Patients with a VAS score of >4 or more were allowed to receive oral tramadol (50 mg). Patients were followed-up through a phone call to note their VAS, any possible postoperative complications (post-dural puncture headache, transient neurologic symptoms, Nausea & vomiting or backache), the time to the patient's first request for analgesia, as well as the total amount of the rescue analgesic consumption (Tramadol) over 24 h.

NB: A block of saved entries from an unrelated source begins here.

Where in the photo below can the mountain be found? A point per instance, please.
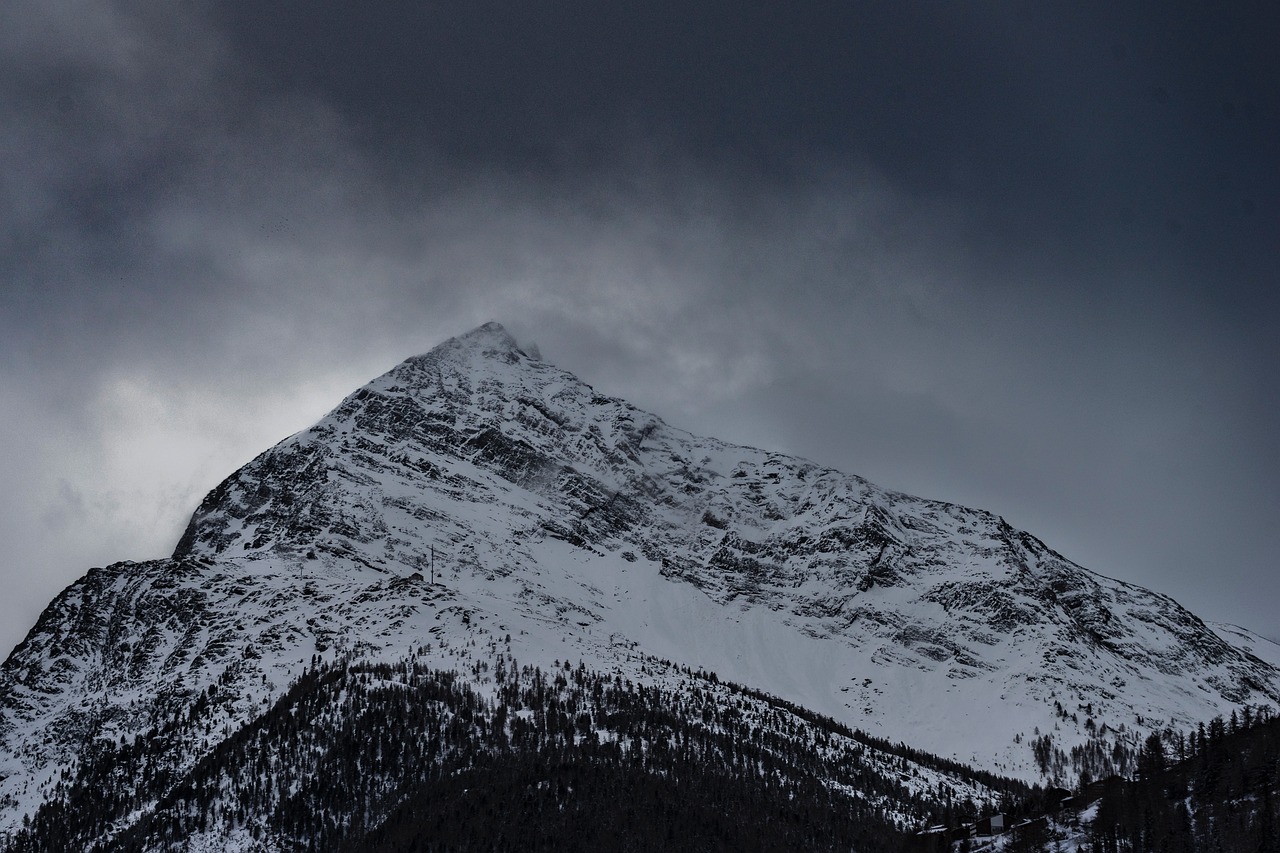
(560, 524)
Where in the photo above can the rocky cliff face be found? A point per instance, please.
(576, 523)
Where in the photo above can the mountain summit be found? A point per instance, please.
(572, 524)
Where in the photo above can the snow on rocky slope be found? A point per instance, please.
(586, 528)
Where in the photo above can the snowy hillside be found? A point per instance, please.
(588, 529)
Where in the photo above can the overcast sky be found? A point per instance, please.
(1016, 255)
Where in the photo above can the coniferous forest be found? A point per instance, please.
(362, 756)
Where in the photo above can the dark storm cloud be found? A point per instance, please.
(1020, 258)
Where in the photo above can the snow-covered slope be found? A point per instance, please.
(586, 528)
(1256, 644)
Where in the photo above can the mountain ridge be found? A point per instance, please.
(574, 521)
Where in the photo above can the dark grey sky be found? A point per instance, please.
(1020, 256)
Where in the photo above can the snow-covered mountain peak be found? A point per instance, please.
(476, 489)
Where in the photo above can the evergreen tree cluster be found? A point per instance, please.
(1216, 789)
(364, 756)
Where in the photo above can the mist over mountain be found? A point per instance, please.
(479, 571)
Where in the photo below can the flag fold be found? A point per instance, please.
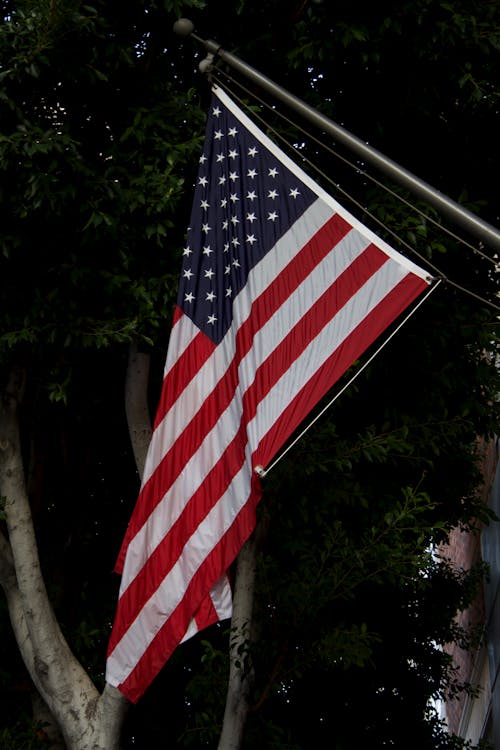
(281, 289)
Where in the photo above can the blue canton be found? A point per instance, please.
(245, 200)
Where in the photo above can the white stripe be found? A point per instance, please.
(312, 185)
(321, 347)
(183, 332)
(297, 305)
(201, 386)
(195, 394)
(170, 593)
(222, 600)
(168, 510)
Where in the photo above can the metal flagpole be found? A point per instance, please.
(486, 233)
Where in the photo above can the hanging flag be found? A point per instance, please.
(281, 289)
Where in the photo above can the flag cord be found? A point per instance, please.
(356, 167)
(264, 472)
(400, 240)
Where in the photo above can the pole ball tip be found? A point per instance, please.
(183, 27)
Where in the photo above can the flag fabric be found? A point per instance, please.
(281, 289)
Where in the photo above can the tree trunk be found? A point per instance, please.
(87, 720)
(240, 663)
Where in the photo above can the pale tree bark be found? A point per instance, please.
(240, 662)
(136, 405)
(87, 720)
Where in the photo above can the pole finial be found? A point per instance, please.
(183, 27)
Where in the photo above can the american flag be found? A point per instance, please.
(281, 289)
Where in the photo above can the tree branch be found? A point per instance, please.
(136, 404)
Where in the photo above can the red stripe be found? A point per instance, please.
(166, 554)
(176, 380)
(168, 637)
(206, 614)
(358, 340)
(183, 371)
(310, 325)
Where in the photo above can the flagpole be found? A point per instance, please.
(486, 233)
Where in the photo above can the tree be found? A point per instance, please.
(95, 180)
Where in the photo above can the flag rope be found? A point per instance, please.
(374, 218)
(356, 167)
(264, 472)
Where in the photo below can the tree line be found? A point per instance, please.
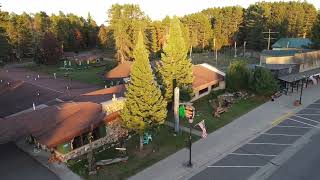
(208, 30)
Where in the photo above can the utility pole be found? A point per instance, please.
(190, 52)
(269, 37)
(235, 48)
(244, 48)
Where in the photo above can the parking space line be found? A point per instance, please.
(303, 123)
(309, 114)
(237, 166)
(307, 119)
(282, 134)
(243, 154)
(301, 127)
(275, 144)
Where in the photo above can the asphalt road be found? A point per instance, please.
(17, 165)
(304, 165)
(260, 152)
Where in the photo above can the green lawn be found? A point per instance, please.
(225, 57)
(92, 75)
(164, 144)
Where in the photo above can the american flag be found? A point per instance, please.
(203, 128)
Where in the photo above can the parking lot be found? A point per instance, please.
(246, 160)
(17, 165)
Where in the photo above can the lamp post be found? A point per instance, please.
(304, 77)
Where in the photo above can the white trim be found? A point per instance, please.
(242, 154)
(282, 135)
(214, 69)
(303, 123)
(237, 166)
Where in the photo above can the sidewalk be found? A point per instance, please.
(223, 141)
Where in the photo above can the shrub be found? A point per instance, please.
(186, 94)
(237, 76)
(262, 82)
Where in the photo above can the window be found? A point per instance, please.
(203, 91)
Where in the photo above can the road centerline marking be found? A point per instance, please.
(235, 166)
(303, 123)
(308, 114)
(294, 127)
(307, 119)
(274, 144)
(282, 134)
(281, 118)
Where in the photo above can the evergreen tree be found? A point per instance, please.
(4, 44)
(103, 36)
(174, 62)
(316, 33)
(126, 21)
(145, 107)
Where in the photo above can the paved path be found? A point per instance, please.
(185, 129)
(302, 166)
(227, 139)
(260, 156)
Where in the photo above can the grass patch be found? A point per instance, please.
(164, 144)
(225, 57)
(92, 75)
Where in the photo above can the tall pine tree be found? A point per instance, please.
(174, 62)
(144, 107)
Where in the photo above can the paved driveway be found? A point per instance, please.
(17, 165)
(248, 159)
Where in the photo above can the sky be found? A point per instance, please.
(155, 9)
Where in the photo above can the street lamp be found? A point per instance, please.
(190, 111)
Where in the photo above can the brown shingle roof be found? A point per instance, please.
(121, 71)
(204, 77)
(19, 95)
(101, 95)
(53, 125)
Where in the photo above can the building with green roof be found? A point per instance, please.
(291, 44)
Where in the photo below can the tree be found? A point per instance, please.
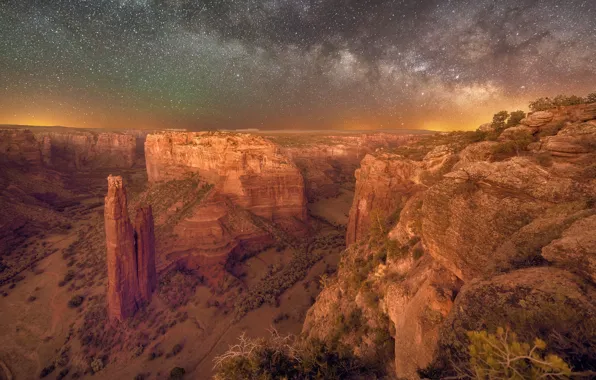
(541, 104)
(502, 356)
(499, 120)
(514, 118)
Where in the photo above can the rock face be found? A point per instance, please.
(247, 169)
(19, 146)
(479, 242)
(381, 186)
(219, 196)
(537, 119)
(145, 248)
(87, 150)
(328, 164)
(130, 253)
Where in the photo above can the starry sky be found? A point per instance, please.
(288, 64)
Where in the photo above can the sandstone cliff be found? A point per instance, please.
(130, 253)
(455, 234)
(19, 146)
(249, 170)
(328, 162)
(219, 196)
(88, 150)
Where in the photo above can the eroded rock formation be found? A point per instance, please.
(481, 241)
(249, 170)
(218, 196)
(328, 163)
(130, 253)
(88, 150)
(19, 146)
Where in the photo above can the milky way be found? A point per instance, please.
(301, 64)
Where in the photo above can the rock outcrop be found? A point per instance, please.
(481, 241)
(145, 249)
(219, 196)
(19, 146)
(382, 184)
(130, 253)
(88, 150)
(247, 169)
(328, 163)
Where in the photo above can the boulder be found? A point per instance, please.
(576, 249)
(383, 183)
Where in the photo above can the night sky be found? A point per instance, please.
(281, 64)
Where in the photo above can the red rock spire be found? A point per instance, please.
(130, 254)
(145, 238)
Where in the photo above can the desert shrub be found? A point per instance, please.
(551, 129)
(177, 287)
(63, 373)
(499, 119)
(281, 317)
(564, 100)
(502, 356)
(176, 349)
(275, 283)
(519, 142)
(177, 373)
(279, 357)
(75, 301)
(541, 104)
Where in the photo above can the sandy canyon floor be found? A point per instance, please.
(38, 327)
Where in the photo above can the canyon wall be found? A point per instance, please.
(218, 196)
(247, 169)
(88, 150)
(19, 146)
(130, 253)
(328, 162)
(473, 236)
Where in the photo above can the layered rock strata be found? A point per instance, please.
(476, 241)
(130, 253)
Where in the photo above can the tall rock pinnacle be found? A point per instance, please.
(145, 239)
(131, 261)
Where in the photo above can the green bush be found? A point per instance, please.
(283, 357)
(514, 118)
(502, 356)
(499, 119)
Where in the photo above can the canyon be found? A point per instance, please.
(130, 253)
(468, 238)
(386, 248)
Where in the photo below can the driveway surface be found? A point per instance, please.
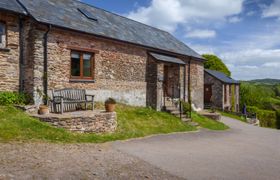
(243, 152)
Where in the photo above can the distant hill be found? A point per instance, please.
(265, 81)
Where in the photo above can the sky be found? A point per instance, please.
(245, 34)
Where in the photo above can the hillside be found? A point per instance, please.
(265, 81)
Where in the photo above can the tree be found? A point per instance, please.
(215, 63)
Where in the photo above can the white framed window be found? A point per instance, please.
(2, 35)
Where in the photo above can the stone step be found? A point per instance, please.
(182, 116)
(171, 108)
(175, 112)
(186, 119)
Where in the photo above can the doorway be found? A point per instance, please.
(207, 93)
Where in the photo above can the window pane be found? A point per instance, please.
(2, 29)
(87, 65)
(75, 64)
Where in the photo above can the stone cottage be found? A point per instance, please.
(56, 44)
(221, 91)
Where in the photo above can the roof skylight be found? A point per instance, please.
(87, 14)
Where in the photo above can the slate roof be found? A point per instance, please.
(221, 76)
(168, 59)
(12, 5)
(65, 13)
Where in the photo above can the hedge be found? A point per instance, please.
(267, 118)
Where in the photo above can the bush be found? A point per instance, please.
(215, 63)
(10, 98)
(267, 118)
(278, 119)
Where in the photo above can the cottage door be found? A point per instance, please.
(207, 93)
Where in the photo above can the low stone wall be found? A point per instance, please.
(83, 121)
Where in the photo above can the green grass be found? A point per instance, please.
(208, 123)
(132, 122)
(233, 116)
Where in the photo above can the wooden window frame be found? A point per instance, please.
(92, 65)
(225, 94)
(6, 36)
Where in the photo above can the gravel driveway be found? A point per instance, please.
(243, 152)
(83, 161)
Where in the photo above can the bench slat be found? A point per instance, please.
(73, 99)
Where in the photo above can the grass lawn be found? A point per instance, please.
(208, 123)
(233, 116)
(133, 122)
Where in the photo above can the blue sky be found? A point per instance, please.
(244, 33)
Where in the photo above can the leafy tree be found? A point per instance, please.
(215, 63)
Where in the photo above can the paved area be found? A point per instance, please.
(243, 152)
(25, 161)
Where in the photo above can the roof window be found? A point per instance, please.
(87, 14)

Patient and surgeon satisfaction were reported using a four-point scale “0––Poor, 1––Good, 2––Very good, 3–Excellent” on the first postoperative day and then 10 days later.

Statistical analysis

Assuming difference between the mean time to the first analgesic request between the GD and the GC is 90 min, and a pooled standard deviation of 85 min., the study would require a sample size of 30 patients (15 patients for each group), to achieve a power of 80% and a level of significance of 5%. However, we recruited 50 patients (25 in each group) in this study to compensate for any possible exclusion as well as to strengthen our statistical analysis.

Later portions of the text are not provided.